Classical CD Review: Modern Japanese Flute Music Yoko Owada

The Japanese flutist Yoko Owada, who appeared in Israel several years ago, has recently published a set of four CDs presenting a selection of 20th-century Japanese flute music.
A disciple of flute celebrities Jean-Pierre Rampal and Aurele Nicolet who wrote a dedication in the accompanying commentary booklet, Owada has recently returned to Japan from a concert tour to the US, Paris, Germany and Korea, among others. Her CDs include contemporary Japanese works for or with flute, spanning a period from 1964 to 1999. Noteworthy is the works’ versatility of styles and techniques. Their common denominator is the absence of simplistic, Puccinior Saint Saens-like devices such as quotations of folk song melodies or traditional pentatonic modes to make the piece sound identifiably “Japanese.” This lack of conservative stylistic features results in amazing individual imagination and inventiveness.

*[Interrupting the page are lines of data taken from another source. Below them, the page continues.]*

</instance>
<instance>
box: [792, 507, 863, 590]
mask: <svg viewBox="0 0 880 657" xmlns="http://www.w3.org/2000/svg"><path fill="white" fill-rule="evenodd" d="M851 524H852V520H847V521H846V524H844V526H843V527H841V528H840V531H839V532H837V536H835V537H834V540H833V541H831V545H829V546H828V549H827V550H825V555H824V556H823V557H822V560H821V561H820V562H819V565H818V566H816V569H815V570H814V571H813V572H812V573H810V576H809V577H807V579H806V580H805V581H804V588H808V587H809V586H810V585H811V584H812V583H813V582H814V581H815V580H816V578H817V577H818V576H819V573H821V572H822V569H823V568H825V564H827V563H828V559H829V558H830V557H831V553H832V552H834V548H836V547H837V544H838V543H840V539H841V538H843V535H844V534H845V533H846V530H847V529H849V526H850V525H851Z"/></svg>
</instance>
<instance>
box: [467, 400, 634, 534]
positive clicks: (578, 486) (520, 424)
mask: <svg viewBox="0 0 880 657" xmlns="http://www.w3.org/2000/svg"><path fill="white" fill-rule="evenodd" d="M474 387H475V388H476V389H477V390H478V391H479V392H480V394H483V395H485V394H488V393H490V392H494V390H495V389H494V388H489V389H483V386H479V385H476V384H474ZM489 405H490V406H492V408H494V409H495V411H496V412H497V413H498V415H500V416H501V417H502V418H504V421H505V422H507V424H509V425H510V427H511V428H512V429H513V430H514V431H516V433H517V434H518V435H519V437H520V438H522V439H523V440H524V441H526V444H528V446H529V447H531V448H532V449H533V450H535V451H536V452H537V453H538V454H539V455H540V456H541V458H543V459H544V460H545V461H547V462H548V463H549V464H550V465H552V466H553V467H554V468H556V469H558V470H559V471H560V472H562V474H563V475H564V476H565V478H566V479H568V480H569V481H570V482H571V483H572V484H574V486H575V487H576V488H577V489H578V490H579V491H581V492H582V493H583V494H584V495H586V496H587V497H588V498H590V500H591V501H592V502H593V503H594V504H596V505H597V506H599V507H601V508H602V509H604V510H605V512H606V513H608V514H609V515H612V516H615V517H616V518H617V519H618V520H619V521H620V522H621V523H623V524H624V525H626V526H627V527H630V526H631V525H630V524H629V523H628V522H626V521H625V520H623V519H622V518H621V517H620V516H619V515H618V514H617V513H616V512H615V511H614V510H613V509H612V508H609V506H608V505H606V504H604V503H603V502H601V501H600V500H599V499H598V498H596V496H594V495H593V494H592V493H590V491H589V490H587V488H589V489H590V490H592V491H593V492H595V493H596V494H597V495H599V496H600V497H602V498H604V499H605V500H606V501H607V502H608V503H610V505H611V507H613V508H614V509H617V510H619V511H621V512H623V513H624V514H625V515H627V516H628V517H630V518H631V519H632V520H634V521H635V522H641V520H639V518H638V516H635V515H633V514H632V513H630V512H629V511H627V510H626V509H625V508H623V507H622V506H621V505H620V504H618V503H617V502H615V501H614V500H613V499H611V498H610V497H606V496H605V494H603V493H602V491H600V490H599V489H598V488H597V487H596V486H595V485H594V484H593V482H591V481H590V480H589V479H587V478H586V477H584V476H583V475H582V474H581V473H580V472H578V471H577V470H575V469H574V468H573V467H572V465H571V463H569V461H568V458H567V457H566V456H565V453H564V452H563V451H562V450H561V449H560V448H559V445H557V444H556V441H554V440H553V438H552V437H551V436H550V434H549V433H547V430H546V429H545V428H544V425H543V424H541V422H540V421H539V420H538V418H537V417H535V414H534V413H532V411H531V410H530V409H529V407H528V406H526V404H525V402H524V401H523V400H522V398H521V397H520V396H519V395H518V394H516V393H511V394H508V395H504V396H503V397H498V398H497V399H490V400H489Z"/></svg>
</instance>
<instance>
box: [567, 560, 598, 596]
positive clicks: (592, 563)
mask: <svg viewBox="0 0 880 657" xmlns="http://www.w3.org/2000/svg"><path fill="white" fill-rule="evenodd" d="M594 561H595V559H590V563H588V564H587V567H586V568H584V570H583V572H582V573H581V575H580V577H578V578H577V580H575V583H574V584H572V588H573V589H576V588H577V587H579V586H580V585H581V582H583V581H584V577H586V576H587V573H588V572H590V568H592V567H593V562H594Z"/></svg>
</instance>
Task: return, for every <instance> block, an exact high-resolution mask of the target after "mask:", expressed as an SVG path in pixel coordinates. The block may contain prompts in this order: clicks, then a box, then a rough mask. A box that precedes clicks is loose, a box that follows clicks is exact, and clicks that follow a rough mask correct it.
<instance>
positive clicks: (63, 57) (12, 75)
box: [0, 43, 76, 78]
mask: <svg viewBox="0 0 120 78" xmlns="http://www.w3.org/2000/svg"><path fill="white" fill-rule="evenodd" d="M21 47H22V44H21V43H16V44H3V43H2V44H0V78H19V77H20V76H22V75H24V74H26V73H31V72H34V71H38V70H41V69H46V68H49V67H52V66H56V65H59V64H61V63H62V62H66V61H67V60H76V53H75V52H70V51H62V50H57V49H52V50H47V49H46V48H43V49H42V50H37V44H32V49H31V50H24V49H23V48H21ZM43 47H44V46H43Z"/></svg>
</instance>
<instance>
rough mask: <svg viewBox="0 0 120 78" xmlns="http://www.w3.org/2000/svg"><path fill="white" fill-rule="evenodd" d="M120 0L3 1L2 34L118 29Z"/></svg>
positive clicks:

Perhaps the internationally most well-known among the presented composers is Toru Takemitsu, whose “November Steps” was commissioned by the New York Philharmonic to celebrate its 125th anniversary in 1967. His “Voice” for solo flute features unconventional blowing techniques and the simultaneous combination of the flute sound and the utterings of the human voice.
The theatrical chanting and non-verbal voice utterings in “Hideo Kanze” and Hikaru Hayashi’s “Soo-mon” are likely to strike the Western ear as original and innovative, but in fact they are taken from the 14th-century Japanese Noh drama. This instrumental use of the human voice, not by the choir but by the theater’s instrumentalists, indicates that the textless voice is considered here as though it were just another instrument, to create the dream-like atmosphere of this ancient theater and, likewise, of this modern composition. This unique manner of voice production signifies the “Japaneseness” of the composition more clearly than any superficial melodic device could.
A meditative mood, characteristic of the Zen-inspired traditional Japanese spirit, though not necessarily in terms of traditional Japanese music, is conjured up by the solo flute in Kiyotaka Sakata’s “Elegy and Loneliness of the Moon.”
The pianist Yasuko Sonoda, who performs works of her own with Owada, is a former student of Leo Sirota, a Ukraine-born Jewish pianist who lived and taught in Japan before and during WWII.
The 22 works by 11 composers on these discs, presented by the extraordinary sensitivity and virtuosity of Owada and her collaborators, provide an attractive introduction to the contemporary Japanese flute repertoire, more than can be commented on here in detail. These discs whet one’s appetite for another live performance of Owada in this country.